An image of the flyer displayed in the window of South Riverdale Community Health Centre Toronto. (@GinnyRothTO/Twitter) An image of the flyer displayed in the window of South Riverdale Community Health Centre Toronto. (@GinnyRothTO/Twitter)

A supervised consumption site in Toronto’s east end is apologizing after they offered chocolate to neighbourhood residents in exchange for used needles.

A flyer, posted by COUNTERfit, a women’s harm reduction program, garnered criticism online after a photograph was shared on X, the platform formerly known as Twitter.

“Got Sharps? Want Chocolate? For every full sharps container you return to COUNTERfit, we’ll give you a chocolate bar,” the flyer in the window of the South Riverdale Community Health Centre (SRCHC), reads.

“Thanks for working with us to keep our community litter-free!”

It is unclear how long the flyers were displayed at the community centre.

The SRCHC has existed as a supervised consumption site since 2017, and COUNTERfit is a harm reduction program at the centre providing trauma-informed, specialized support for women.

These sites have been found to reduce the risk of accidental overdoses and public drug use, and connect people to healthcare and treatment and other social services. 

Some residents of the area were quick to express their disapproval of the flyer.
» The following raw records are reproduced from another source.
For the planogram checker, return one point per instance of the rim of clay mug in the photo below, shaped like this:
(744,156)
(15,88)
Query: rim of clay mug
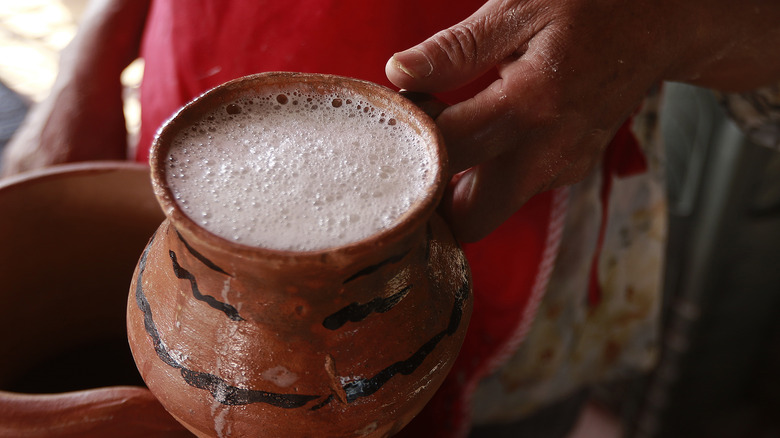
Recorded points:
(417,215)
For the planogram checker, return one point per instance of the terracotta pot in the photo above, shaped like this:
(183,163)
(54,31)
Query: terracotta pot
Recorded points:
(351,341)
(70,238)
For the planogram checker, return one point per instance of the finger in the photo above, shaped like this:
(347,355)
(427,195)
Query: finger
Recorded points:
(463,52)
(506,115)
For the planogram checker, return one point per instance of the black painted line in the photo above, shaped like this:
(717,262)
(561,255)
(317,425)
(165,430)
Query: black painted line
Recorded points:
(322,404)
(219,389)
(184,274)
(373,268)
(356,312)
(366,387)
(201,257)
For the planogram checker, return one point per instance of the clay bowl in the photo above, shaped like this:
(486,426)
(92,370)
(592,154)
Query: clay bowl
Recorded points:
(69,240)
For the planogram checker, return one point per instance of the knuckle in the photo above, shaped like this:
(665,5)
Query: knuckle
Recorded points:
(460,44)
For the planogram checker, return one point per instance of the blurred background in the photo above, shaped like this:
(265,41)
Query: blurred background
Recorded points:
(32,33)
(718,375)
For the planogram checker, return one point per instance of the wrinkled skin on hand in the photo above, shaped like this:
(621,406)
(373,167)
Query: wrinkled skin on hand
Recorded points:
(570,73)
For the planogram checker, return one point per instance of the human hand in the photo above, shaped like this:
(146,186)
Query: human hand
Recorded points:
(570,73)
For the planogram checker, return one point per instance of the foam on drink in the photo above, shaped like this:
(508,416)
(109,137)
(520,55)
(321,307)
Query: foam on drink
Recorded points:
(298,172)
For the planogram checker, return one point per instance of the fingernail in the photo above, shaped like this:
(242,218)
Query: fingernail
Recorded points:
(414,63)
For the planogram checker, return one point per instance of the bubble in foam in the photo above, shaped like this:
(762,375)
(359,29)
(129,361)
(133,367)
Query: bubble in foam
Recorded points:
(276,177)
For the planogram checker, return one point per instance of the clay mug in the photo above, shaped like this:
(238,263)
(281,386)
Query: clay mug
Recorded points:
(238,340)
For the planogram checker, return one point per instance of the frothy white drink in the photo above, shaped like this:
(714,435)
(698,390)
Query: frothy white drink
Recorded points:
(296,172)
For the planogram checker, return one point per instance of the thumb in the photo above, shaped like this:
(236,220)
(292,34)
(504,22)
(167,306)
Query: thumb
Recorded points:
(455,56)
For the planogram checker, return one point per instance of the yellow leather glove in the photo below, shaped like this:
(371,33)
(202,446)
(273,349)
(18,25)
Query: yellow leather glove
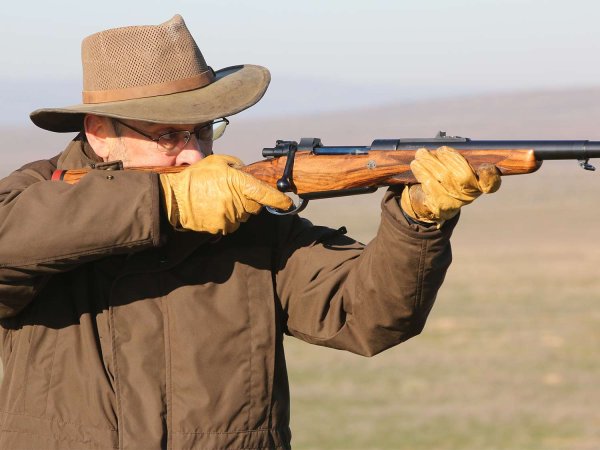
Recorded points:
(214,197)
(447,182)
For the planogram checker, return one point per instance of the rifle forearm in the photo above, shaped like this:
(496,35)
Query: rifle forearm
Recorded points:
(314,174)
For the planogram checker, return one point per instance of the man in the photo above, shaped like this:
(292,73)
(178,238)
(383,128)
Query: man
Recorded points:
(146,311)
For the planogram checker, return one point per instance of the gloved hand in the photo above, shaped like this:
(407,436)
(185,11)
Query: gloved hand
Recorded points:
(447,182)
(213,196)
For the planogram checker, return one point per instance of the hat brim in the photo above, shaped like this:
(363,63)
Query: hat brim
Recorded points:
(234,89)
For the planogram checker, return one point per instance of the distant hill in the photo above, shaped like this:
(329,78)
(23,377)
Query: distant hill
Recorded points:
(564,114)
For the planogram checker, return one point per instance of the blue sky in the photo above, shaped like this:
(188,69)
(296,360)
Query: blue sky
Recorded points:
(324,54)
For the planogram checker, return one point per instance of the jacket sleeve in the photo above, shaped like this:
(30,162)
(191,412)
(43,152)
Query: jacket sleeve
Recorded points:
(48,227)
(338,293)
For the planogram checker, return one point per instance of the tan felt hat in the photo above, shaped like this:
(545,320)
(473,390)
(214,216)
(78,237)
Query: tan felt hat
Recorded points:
(154,73)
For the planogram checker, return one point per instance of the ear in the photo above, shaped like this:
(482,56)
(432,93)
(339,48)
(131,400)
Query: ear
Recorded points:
(99,132)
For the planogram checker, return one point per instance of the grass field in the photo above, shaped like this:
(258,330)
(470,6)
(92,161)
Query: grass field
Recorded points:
(509,358)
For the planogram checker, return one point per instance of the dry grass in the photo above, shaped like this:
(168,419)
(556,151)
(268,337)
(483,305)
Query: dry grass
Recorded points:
(509,358)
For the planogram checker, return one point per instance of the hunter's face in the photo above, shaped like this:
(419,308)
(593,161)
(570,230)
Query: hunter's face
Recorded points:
(140,144)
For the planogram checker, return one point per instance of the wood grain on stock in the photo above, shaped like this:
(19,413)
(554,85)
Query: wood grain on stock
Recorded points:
(319,173)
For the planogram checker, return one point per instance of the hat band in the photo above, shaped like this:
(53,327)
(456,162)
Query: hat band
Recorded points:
(152,90)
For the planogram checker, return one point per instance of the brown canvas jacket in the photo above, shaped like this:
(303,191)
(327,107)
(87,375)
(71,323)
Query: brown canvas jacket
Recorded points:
(117,332)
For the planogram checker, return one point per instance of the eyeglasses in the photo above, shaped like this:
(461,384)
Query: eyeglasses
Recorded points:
(173,142)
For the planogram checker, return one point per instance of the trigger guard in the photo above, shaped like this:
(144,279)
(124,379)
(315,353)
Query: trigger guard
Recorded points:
(295,209)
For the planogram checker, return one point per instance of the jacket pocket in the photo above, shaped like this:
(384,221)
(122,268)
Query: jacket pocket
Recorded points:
(39,368)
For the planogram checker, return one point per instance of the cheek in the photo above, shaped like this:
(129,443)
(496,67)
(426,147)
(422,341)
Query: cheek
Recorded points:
(142,154)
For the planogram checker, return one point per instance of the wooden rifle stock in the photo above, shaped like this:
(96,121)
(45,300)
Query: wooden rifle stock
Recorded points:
(315,174)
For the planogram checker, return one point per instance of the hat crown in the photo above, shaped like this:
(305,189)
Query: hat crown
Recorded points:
(121,59)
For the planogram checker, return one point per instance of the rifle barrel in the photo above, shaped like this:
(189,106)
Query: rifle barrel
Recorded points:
(543,149)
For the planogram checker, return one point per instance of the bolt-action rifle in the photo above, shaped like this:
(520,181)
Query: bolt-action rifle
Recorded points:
(312,171)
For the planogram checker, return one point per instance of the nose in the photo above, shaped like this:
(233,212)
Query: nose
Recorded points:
(193,152)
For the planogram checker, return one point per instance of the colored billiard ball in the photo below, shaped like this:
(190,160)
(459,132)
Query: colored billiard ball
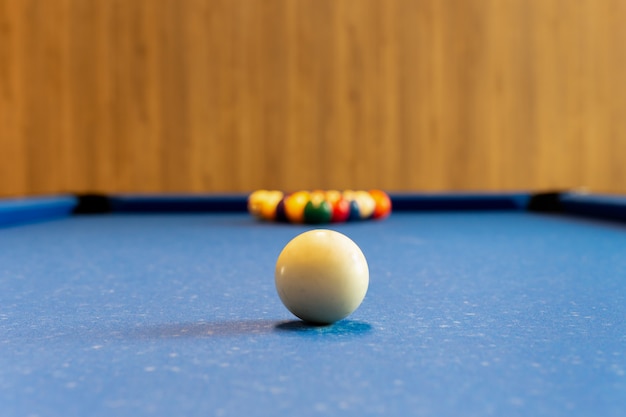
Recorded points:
(383,204)
(294,206)
(317,210)
(321,276)
(269,205)
(366,202)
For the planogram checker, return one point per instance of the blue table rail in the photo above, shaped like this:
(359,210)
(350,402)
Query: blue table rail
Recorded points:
(147,305)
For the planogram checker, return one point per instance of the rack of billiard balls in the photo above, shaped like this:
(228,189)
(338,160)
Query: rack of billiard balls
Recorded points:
(318,206)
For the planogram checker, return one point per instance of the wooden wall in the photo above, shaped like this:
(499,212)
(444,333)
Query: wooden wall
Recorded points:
(233,95)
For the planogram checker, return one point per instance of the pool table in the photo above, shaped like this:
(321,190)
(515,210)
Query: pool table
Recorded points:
(478,304)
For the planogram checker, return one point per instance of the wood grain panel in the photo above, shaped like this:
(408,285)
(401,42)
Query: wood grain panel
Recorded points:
(233,95)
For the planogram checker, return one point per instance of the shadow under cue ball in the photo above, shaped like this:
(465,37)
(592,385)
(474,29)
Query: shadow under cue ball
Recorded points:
(321,276)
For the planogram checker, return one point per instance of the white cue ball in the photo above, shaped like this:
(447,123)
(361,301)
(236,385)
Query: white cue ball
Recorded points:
(321,276)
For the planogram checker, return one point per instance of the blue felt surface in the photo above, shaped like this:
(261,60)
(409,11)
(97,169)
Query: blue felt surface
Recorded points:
(468,314)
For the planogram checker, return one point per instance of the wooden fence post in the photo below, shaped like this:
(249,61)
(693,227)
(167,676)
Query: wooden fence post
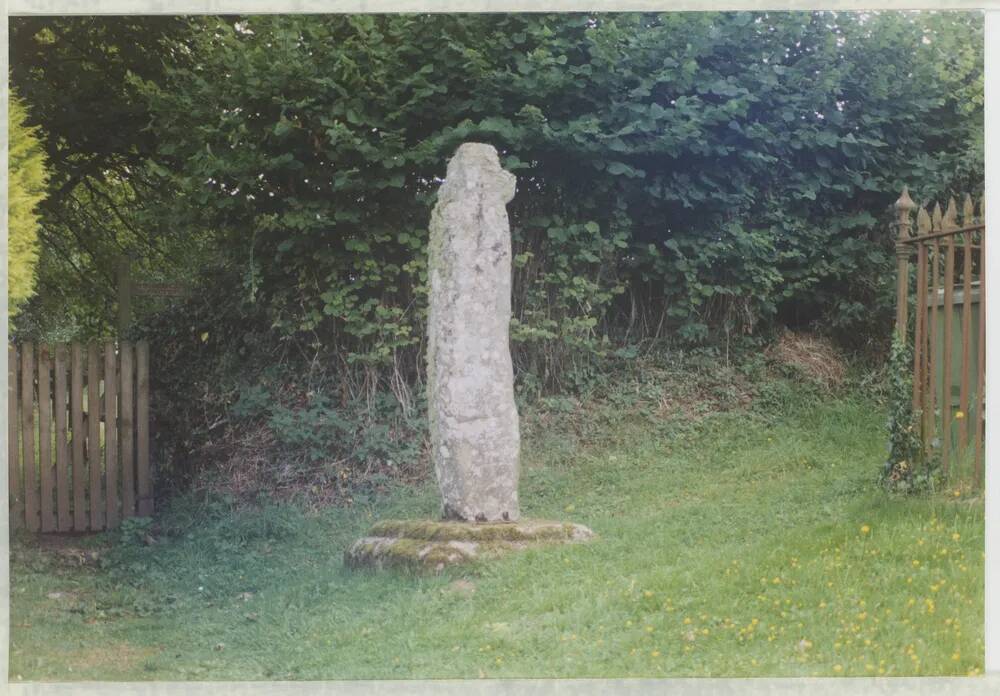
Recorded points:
(124,294)
(903,207)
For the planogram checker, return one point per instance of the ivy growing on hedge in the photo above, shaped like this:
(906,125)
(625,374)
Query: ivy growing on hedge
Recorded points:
(682,175)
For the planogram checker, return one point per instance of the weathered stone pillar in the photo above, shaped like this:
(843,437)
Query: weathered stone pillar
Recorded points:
(473,419)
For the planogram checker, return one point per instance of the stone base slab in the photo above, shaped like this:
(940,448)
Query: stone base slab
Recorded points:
(432,545)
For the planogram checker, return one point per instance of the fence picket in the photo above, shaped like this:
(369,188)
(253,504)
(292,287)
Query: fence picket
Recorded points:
(963,403)
(980,422)
(111,433)
(14,485)
(127,432)
(64,521)
(78,436)
(142,431)
(47,501)
(94,436)
(30,472)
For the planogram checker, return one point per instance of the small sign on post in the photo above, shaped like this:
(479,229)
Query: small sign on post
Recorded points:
(128,287)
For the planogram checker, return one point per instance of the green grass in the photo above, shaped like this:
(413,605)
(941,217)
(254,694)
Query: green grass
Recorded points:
(749,543)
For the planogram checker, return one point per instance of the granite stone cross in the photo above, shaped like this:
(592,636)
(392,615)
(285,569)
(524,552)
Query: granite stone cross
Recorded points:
(473,419)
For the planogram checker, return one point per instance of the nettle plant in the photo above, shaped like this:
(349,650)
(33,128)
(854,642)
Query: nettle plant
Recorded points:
(907,468)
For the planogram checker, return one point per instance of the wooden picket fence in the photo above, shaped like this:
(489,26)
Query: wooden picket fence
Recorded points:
(78,432)
(949,327)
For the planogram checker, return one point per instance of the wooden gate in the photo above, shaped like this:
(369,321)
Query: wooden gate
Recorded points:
(78,433)
(949,327)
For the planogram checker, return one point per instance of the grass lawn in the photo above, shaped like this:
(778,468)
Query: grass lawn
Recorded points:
(744,543)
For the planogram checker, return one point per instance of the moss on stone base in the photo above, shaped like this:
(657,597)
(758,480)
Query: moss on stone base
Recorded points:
(430,544)
(437,530)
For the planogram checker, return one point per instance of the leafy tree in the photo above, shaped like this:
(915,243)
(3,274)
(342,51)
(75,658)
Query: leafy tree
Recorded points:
(74,73)
(27,176)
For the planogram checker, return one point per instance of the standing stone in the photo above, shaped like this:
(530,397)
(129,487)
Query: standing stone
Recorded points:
(473,419)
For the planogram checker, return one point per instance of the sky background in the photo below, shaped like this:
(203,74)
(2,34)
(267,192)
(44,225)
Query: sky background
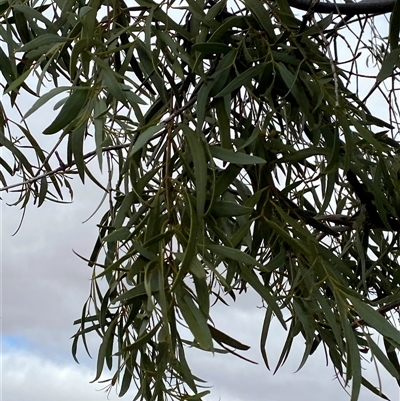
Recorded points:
(44,286)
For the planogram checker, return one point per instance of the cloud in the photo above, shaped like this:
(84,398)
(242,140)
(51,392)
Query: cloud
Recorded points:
(27,376)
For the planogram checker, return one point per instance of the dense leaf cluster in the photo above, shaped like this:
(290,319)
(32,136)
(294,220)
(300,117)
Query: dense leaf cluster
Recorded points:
(235,156)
Ginny Roth, a partner at Toronto Public Affairs firm Crestview Strategy, tweeted an image of the flyer on Sunday, which has since been viewed over 590,000 times.

“If you live in Leslieville and you’re concerned about your kids picking up needles that surround the drug consumption site, you don’t have to worry. In fact, if your kids collect enough they can trade them in for chocolate,” Roth wrote.

The flyer caught the attention of Conservative Leader Pierre Poilievre on Monday.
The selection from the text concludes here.